# Double D/Q Bluebonnet and Piney Woods



## JWC (Feb 25, 2008)

Bluebonnet is currenty being shown on Entry Express. Piney Woods will also be on Entry Express and should be up very soon. Sorry for the delay. The club is in transition.

We look forward to seeing you there!!!!!


----------



## Frank Marx (May 18, 2010)

Need five posts


----------



## Linas Danilevicius (Jan 2, 2009)

Anyone attending as an observer please post how the events are running.

Best regards,

Linas


----------



## Jacob Hawkes (Jun 24, 2008)

Qual didn't finish the 3rd. Derby did finish the 3rd.


----------



## Deborah936 (Mar 16, 2008)

Any call backs for the derby?


----------



## Mark Littlejohn (Jun 16, 2006)

BB Derby callbacks:
2, 4, 6, 8, 11, 13, 14, 15, 17, 21, 26, 27
4th starts at 0800 with #21.

ml


----------



## Vic Batton (Dec 15, 2008)

Qual call backs?


----------



## Arturo (Jan 10, 2004)

Qual water blind to resume this morning at 9:00.


----------



## Vic Batton (Dec 15, 2008)

Go Lacy (Gracie's Cosmic Lace)


----------



## mikebeadle (Dec 26, 2003)

Any results?


----------



## Jan Helgoth (Apr 20, 2008)

*Bluebonnet Qual Results (incomplete - as I remember them):*

1st: #16 Gracie's Cosmic Lace (Lacy) Owner: Vic Batton Handler: Clay Bridges 
2nd: ???One of Kippy's dogs, I think??? Handler: Mark Mosher (sorry!)
3rd: #23 Sugar Mill's Hiwood Caprock (Rock) Owner: Dan Widner/Sheril Allen Handler: Dan Widner
4th: #25 Rolling Thunder XIX (Thor) Owner: Mike Kammerer Handler: Danny Farmer or Clay Bridges??? 
RJ and Jams: ??? Saw Kirk Wichman with a few but got there too late to hear them

I apologize to all for those that I missed but I especially wanted to congratulate Vic Batton and Clay Bridges for their win with Lacy!!! QAA at 28 months old - the second pup from our litter with a Qualifying Blue - an awesome tribute to our girl, Gracie, that we so dearly miss !!!


----------



## Charles C. (Nov 5, 2004)

Way to go, Clay!


----------



## Jacob Hawkes (Jun 24, 2008)

Wow. That's awesome Clay. What a job you've done with Lacy. Yes, Clay ran all the dogs including Thor & Jet.


----------



## Vic Batton (Dec 15, 2008)

Thanks Clay for the great work with Lacy


----------



## RodneyB46 (Dec 18, 2008)

congratulations to clay on his placements/handling this weekend he works hard and is very deserving of it.


----------



## bmiles (Aug 20, 2004)

Piney Woods results

Qualifying

1st. 22
2nd 17
3rd. 31
4th. 41
RJ. 26
Jams. 37, 9, 6, & 2

Derby results

1st 18
2nd 15
3rd. 4
4th 23
RJ 10


----------



## Mike W. (Apr 22, 2008)

> Piney Woods results
> 
> Qualifying
> 
> ...


Jacob....what happened here?


----------



## Jacob Hawkes (Jun 24, 2008)

Are you that much of a douchebag? I forgot, you know soo much. Tell me again how it's soo easy winning on the same training grounds you train on. Tell me again how Cash isn't any good and Mr. Danny is scared to run a certain trial & against a certain pro. If you feel the need to inflate your ego @ the expense of others then have @ it. I'll just congratulate the dogs & people I know personally.
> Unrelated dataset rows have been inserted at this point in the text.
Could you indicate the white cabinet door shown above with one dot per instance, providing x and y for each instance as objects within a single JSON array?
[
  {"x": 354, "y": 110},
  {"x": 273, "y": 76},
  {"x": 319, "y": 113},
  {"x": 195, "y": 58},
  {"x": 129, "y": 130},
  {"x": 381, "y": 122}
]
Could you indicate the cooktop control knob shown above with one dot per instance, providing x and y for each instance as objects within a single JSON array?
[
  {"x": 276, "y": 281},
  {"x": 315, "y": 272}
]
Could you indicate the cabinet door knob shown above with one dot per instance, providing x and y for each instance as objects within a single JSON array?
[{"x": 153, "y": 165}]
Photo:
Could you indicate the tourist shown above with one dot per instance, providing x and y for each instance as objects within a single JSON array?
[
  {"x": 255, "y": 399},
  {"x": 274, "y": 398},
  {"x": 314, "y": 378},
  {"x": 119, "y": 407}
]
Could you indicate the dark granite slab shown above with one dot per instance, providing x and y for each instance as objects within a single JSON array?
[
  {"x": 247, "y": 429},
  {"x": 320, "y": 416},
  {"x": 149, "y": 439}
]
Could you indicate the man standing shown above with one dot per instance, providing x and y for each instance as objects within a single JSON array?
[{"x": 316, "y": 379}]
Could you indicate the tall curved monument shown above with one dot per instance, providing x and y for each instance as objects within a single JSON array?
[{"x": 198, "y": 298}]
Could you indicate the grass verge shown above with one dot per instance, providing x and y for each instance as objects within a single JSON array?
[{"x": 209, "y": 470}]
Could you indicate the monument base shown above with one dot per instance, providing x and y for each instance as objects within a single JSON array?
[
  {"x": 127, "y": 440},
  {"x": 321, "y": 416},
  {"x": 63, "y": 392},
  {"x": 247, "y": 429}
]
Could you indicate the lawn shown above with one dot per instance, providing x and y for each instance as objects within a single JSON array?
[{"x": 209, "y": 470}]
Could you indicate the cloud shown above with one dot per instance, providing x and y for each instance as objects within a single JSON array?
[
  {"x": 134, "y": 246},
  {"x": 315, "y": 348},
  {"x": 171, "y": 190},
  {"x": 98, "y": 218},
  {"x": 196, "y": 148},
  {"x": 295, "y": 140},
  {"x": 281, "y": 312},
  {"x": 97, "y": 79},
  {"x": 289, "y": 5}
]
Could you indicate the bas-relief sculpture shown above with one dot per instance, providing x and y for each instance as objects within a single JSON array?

Clay got a 3rd with Aries, congrats to Aries (QAA before this weekend.). 3 of 8 placements in the Qual this weekend isn't too bad.


----------



## Ten (May 4, 2009)

Vote for Blaze

A Huge Congrats 1st place and *new QAA*... #22 Roughwater's Midnight Blaze, QAA, SH - O/Myra and Steve Fuguet H/ Mark Mosher. So happy for you guys... YAHOO... go Blaze, well done!!

Congrats to Warren Price H/ Mark Mosher on both his Derby & Q placements. 
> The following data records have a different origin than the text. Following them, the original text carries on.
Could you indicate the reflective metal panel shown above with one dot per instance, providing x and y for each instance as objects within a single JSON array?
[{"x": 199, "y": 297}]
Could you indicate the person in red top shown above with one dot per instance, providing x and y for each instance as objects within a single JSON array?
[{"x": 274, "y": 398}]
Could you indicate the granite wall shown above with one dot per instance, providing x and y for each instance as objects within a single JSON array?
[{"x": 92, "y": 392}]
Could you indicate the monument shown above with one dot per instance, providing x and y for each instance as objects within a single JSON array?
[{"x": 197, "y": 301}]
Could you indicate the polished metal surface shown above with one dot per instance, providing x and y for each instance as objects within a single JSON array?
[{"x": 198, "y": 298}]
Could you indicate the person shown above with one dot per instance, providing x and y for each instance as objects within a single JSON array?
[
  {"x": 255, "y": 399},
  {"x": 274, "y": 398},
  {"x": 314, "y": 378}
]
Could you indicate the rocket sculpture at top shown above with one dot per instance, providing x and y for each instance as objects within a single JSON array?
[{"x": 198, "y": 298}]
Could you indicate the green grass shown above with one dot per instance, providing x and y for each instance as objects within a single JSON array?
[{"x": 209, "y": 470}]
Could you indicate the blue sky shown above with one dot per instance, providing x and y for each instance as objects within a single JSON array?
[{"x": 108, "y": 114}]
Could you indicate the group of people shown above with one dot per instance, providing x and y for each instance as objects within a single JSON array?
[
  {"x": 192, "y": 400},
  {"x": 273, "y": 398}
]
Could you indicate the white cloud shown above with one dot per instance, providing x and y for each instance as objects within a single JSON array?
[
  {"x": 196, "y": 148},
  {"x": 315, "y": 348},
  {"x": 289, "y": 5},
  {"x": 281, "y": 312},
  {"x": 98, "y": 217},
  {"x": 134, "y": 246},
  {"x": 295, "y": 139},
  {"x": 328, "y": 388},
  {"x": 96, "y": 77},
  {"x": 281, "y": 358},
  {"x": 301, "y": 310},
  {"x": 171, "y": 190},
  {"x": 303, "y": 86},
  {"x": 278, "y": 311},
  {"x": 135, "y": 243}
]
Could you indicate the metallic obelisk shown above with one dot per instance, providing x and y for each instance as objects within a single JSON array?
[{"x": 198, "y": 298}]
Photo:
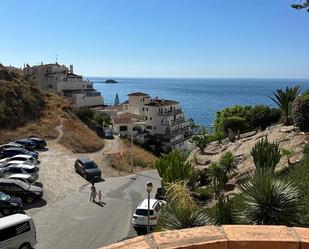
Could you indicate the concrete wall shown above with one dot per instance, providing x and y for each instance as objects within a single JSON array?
[
  {"x": 225, "y": 237},
  {"x": 80, "y": 100}
]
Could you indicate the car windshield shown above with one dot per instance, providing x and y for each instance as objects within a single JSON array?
[
  {"x": 143, "y": 212},
  {"x": 24, "y": 185},
  {"x": 33, "y": 170},
  {"x": 4, "y": 197},
  {"x": 90, "y": 165}
]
Big congrats to Francis Landry and Charge!!!!!!!! Awesome

Congrats to all.


Barb


----------



## Charles C. (Nov 5, 2004)

bmiles said:


> Piney Woods results
> 
> Qualifying
> 
> ...


Congrats on the JAM, Brandon.


----------



## Mike W. (Apr 22, 2008)

> Are you that much of a douchebag? I forgot, you know soo much. Tell me again how it's soo easy winning on the same training grounds you train on.
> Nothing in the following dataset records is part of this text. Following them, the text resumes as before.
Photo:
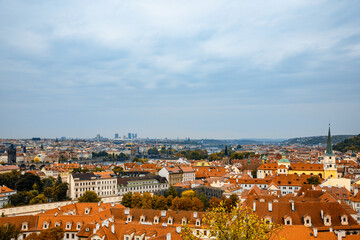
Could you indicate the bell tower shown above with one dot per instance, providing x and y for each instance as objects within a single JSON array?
[{"x": 329, "y": 161}]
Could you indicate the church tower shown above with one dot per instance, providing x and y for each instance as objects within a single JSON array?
[{"x": 329, "y": 160}]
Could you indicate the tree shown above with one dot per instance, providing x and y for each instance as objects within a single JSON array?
[
  {"x": 234, "y": 200},
  {"x": 197, "y": 205},
  {"x": 172, "y": 191},
  {"x": 160, "y": 203},
  {"x": 189, "y": 194},
  {"x": 38, "y": 199},
  {"x": 9, "y": 179},
  {"x": 9, "y": 231},
  {"x": 146, "y": 200},
  {"x": 239, "y": 223},
  {"x": 214, "y": 202},
  {"x": 136, "y": 201},
  {"x": 48, "y": 182},
  {"x": 314, "y": 180},
  {"x": 254, "y": 173},
  {"x": 127, "y": 199},
  {"x": 20, "y": 198},
  {"x": 118, "y": 169},
  {"x": 60, "y": 192},
  {"x": 204, "y": 200},
  {"x": 62, "y": 158},
  {"x": 89, "y": 196}
]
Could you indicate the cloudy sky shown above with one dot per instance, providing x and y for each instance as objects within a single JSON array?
[{"x": 162, "y": 68}]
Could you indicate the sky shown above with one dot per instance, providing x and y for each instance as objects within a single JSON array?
[{"x": 162, "y": 68}]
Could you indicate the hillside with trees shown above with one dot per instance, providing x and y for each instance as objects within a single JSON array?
[{"x": 352, "y": 144}]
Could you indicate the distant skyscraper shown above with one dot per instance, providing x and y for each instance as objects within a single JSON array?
[{"x": 12, "y": 154}]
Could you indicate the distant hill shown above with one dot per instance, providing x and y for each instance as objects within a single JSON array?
[
  {"x": 316, "y": 140},
  {"x": 349, "y": 144}
]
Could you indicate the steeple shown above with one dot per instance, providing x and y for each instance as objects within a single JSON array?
[{"x": 329, "y": 146}]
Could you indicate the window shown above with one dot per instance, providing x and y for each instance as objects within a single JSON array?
[
  {"x": 45, "y": 226},
  {"x": 198, "y": 222}
]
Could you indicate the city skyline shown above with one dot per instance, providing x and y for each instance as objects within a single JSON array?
[{"x": 217, "y": 69}]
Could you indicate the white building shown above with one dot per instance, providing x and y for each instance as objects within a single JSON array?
[{"x": 104, "y": 185}]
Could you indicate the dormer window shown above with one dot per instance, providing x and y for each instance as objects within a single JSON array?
[
  {"x": 198, "y": 222},
  {"x": 268, "y": 219},
  {"x": 287, "y": 220},
  {"x": 24, "y": 226},
  {"x": 45, "y": 225},
  {"x": 68, "y": 225},
  {"x": 327, "y": 220},
  {"x": 344, "y": 219},
  {"x": 170, "y": 220},
  {"x": 307, "y": 221}
]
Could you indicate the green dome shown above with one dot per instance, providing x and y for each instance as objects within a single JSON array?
[{"x": 284, "y": 160}]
LOL Jacob. No need to swear! I just get a kick out of you being leader of "Mr. Danny's" pom pom squad.

Hey, if I had a trial on my grounds with judges who were my clients I would run under them too.

Congratulations to everyone who finished and placed, including Clay.

But I give special kudos to those who competed, finished and place on a pro's grounds.


----------